Delays in solution for Gush Katif evacuees prove costly

The cost of the government's holdups in dealing with the plight of the Gush Katif evacuees following the 2005 disengagement from the Gaza Strip has thus far cost the state NIS 1 billion, according to a new report that was presented Tuesday to the Knesset lobby for the former Gaza residents. According to the report, issued by Prof. Ezra Sadan of Sadan-Lowental Ltd. and Prof. Yakir Plesner, the sum allotted to those evacuated when the Sinai peninsula was returned to Egypt in 1982 was the equivalent of four times the compensation allotted to Gaza evacuees. The authors of the report also stated that the attempt to cut back costs had backfired and caused government expenses to rise exorbitantly, while 85 percent of evacuated families are still living in temporary residences in caravan sites.

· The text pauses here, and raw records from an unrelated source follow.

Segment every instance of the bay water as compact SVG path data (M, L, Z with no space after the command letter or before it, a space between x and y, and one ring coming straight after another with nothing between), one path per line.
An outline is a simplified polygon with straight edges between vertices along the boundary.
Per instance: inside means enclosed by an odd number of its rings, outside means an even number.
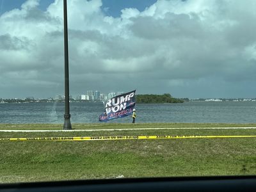
M137 104L136 122L256 123L256 102ZM71 123L99 123L102 103L71 102ZM0 124L63 124L64 103L0 104ZM108 123L130 123L131 116ZM106 124L106 123L102 123Z

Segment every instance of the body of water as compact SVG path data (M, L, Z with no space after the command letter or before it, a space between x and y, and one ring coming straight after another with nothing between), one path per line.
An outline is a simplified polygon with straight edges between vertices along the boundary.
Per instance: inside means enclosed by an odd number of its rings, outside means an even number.
M256 102L136 104L136 122L256 123ZM102 103L70 103L71 123L98 123ZM0 104L1 124L63 124L64 103ZM129 123L131 116L109 122Z

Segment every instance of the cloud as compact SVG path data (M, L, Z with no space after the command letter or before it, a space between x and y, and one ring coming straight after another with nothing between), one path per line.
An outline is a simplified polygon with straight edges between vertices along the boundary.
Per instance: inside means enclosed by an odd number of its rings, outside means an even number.
M24 87L24 97L63 92L62 3L43 12L29 0L0 16L0 88L14 95ZM255 3L159 0L114 18L100 0L68 1L70 92L137 88L180 97L252 97ZM241 86L248 91L236 92ZM16 97L11 92L1 97Z

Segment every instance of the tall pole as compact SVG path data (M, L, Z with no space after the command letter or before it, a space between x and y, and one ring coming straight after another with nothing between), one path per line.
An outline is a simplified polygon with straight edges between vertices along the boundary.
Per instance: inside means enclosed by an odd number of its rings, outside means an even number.
M65 58L65 114L63 129L72 129L69 112L68 47L67 0L63 0L64 58Z

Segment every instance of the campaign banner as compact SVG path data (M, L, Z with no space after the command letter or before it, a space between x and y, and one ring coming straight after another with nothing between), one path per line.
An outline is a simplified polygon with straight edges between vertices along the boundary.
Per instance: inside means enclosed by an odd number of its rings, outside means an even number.
M135 92L119 95L110 99L106 103L105 111L100 115L100 122L122 118L132 113L132 110L136 104Z

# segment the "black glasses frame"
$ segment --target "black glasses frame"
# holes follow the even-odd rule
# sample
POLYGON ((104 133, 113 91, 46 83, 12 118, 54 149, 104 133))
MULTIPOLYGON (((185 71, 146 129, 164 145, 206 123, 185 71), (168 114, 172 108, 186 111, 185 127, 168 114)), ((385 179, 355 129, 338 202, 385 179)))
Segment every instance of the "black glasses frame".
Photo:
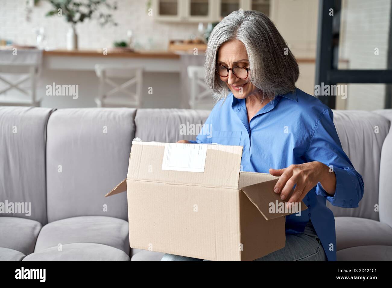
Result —
POLYGON ((224 66, 223 65, 221 65, 220 64, 216 64, 216 65, 215 65, 215 71, 216 71, 216 73, 217 73, 218 74, 218 75, 219 75, 221 77, 227 77, 229 76, 229 70, 231 70, 231 72, 233 72, 233 74, 234 74, 234 76, 235 76, 237 78, 240 78, 240 79, 246 79, 247 78, 248 78, 248 76, 249 76, 249 68, 246 68, 245 67, 240 67, 240 66, 236 66, 235 67, 233 67, 232 68, 228 68, 227 67, 226 67, 226 66, 224 66), (227 74, 226 76, 223 76, 222 75, 221 75, 220 74, 219 74, 219 72, 218 72, 218 69, 217 69, 217 66, 221 66, 221 67, 223 67, 223 68, 224 68, 225 69, 226 69, 227 71, 227 74), (237 76, 236 75, 236 73, 234 72, 234 71, 233 70, 233 69, 234 68, 241 68, 241 69, 245 69, 245 70, 246 70, 246 72, 247 72, 246 77, 245 77, 245 78, 241 78, 241 77, 239 77, 238 76, 237 76))

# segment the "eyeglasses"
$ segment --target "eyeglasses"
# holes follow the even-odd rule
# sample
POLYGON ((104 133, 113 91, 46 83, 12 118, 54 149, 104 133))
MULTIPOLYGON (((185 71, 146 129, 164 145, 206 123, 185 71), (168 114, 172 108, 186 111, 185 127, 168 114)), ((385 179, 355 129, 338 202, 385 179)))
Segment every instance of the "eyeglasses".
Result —
POLYGON ((216 72, 218 74, 222 77, 227 77, 229 75, 229 71, 231 70, 234 76, 240 79, 246 79, 247 78, 248 74, 249 72, 249 68, 238 67, 229 68, 218 64, 217 64, 215 66, 215 70, 216 70, 216 72))

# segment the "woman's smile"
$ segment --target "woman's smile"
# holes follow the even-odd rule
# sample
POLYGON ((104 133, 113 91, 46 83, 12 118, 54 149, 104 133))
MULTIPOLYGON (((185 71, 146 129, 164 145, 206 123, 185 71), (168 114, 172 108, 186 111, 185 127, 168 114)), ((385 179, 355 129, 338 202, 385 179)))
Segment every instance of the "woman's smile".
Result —
POLYGON ((232 89, 236 91, 241 91, 241 90, 243 91, 244 88, 245 87, 247 84, 248 83, 247 82, 241 85, 230 85, 230 84, 229 84, 229 85, 230 85, 230 90, 232 89))

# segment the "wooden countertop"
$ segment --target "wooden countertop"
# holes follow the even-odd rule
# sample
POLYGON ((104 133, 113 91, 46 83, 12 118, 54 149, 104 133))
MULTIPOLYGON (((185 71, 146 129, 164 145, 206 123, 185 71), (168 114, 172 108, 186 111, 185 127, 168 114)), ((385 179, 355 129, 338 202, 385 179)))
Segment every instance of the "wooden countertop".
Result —
POLYGON ((73 56, 80 57, 110 57, 129 58, 160 58, 179 59, 180 55, 172 52, 165 51, 131 52, 108 49, 107 54, 104 55, 103 50, 67 50, 56 49, 44 51, 44 56, 73 56))
MULTIPOLYGON (((103 51, 100 49, 67 50, 58 49, 44 51, 44 55, 54 56, 71 56, 78 57, 109 57, 126 58, 149 58, 178 59, 180 55, 170 51, 122 51, 109 49, 107 54, 104 55, 103 51)), ((341 61, 344 60, 341 60, 341 61)), ((314 58, 298 58, 299 63, 314 63, 314 58)))

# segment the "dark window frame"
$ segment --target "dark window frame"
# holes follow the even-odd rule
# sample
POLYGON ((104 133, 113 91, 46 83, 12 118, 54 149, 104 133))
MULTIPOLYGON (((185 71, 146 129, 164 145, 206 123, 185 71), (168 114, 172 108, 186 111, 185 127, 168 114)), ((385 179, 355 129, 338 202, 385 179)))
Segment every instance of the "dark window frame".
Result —
MULTIPOLYGON (((392 84, 392 21, 390 21, 387 69, 341 70, 334 67, 335 59, 334 58, 333 17, 340 17, 340 13, 336 12, 341 10, 341 0, 319 0, 315 84, 321 85, 323 83, 324 85, 335 85, 338 83, 392 84), (331 8, 334 9, 333 16, 329 16, 331 8)), ((392 17, 392 5, 391 15, 392 17)), ((340 19, 337 20, 340 29, 340 19)), ((392 85, 387 85, 385 108, 392 108, 391 98, 392 85)), ((335 96, 320 95, 318 98, 330 108, 335 108, 335 96)))

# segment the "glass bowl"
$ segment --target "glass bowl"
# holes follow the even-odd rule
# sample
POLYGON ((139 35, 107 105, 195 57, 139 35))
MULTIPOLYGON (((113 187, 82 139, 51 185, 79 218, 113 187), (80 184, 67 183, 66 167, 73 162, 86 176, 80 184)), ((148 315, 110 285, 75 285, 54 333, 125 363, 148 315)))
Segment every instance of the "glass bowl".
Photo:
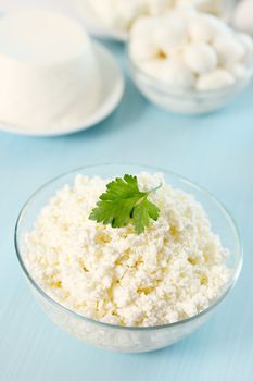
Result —
POLYGON ((126 51, 131 78, 140 93, 152 103, 180 114, 204 114, 223 108, 249 85, 253 74, 253 60, 250 60, 246 75, 230 86, 204 91, 182 90, 146 73, 131 59, 129 44, 126 51))
POLYGON ((15 248, 21 268, 30 285, 34 296, 42 310, 56 325, 85 343, 102 348, 128 353, 149 352, 168 346, 189 335, 192 331, 202 325, 231 291, 242 266, 242 247, 237 226, 226 209, 210 193, 177 174, 139 164, 103 164, 84 167, 63 174, 43 185, 28 199, 18 216, 15 228, 15 248), (65 184, 73 183, 76 174, 83 173, 87 176, 99 175, 110 179, 115 177, 116 175, 122 176, 125 173, 134 174, 141 171, 163 172, 167 183, 176 188, 188 192, 202 204, 210 217, 214 232, 220 236, 223 245, 230 250, 227 266, 231 271, 231 276, 220 291, 219 297, 213 300, 208 308, 192 318, 175 323, 150 328, 136 328, 112 325, 85 318, 53 300, 33 279, 33 275, 27 270, 24 258, 25 234, 33 229, 38 212, 48 202, 49 198, 65 184))

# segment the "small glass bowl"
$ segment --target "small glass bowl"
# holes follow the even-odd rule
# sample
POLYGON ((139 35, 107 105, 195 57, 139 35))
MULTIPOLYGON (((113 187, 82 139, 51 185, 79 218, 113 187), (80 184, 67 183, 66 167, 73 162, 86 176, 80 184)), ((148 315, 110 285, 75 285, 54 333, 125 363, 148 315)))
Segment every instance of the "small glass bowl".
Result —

In addition, the report said, government tightfistedness has given rise to extensive unemployment. "If there were less stinginess we would not be witnessing this phenomenon," Army Radio quoted Prof. Sadan as saying. The government will sustain losses of NIS 140 million with every passing year if it fails to find a solution to the crisis, the report said, citing clumsy and ineffective treatment on the part of SELA, the disengagement authority. SELA claimed in response that some of the numbers presented by the report were inaccurate. "The figure of 30 percent unemployment is simply false. We're talking about less than half that," Army Radio quoted SELA officials as saying. Senior SELA official Adiel Shimron attributed the prohibitive costs to the authority's assent to the evacuees' request to resettle entire communities to new towns. "The government is showing responsibility by allowing communities that wish to remain within their community framework to do so," he said. "This has a heavy price."